Right, that makes sense. Now my thinking is this: For a circuit with one voltage input and output (and, say, lots of op-amps in the middle, as is my circuit), the followers aren't necessary - except, perhaps, one at the beginning to act as a "buffer". So I think that many of the followers I see in these old circuits might just be redundant "hand-me downs" from modifications done to some older circuit.

If that's the case, then I'm going to consider all the "mystery" resistors as just contributing to the input resistance to whatever op-amp app (adder, integrator, etc) that comes next in the circuit.

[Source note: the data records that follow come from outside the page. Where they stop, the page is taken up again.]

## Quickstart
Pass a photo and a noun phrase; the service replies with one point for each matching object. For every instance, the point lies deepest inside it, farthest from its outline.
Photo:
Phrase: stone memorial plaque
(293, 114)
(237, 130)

Of course, I'd feel more at ease if a bit more was said about the actual implementation of followers into circuits somewhere.
 
Hello Higgy-
To minimize offsets due to input bias currents in voltage followers, there should be an equal-value resistor in series with both inputs.
Bob S
 
The resistor in Higgy's circuit is probably for current limiting, not bias current balancing. If the output of the first opamp can go below ground or exceed vcc on the second then is could bias clamp diodes that protect the inputs. The series resistor limits the current into the clamp. See this datasheet for an example: http://focus.ti.com/docs/prod/folders/print/opa348.html

If the first stage of the opamp is a BJT then people also use resistors so that those transistors see similar impedances (or if there is an initial chopper stage). But if this was the case then the feedback path would not be a short but another 49.9K R. There are good reasons to do this to but it depends on the implementation of the amp.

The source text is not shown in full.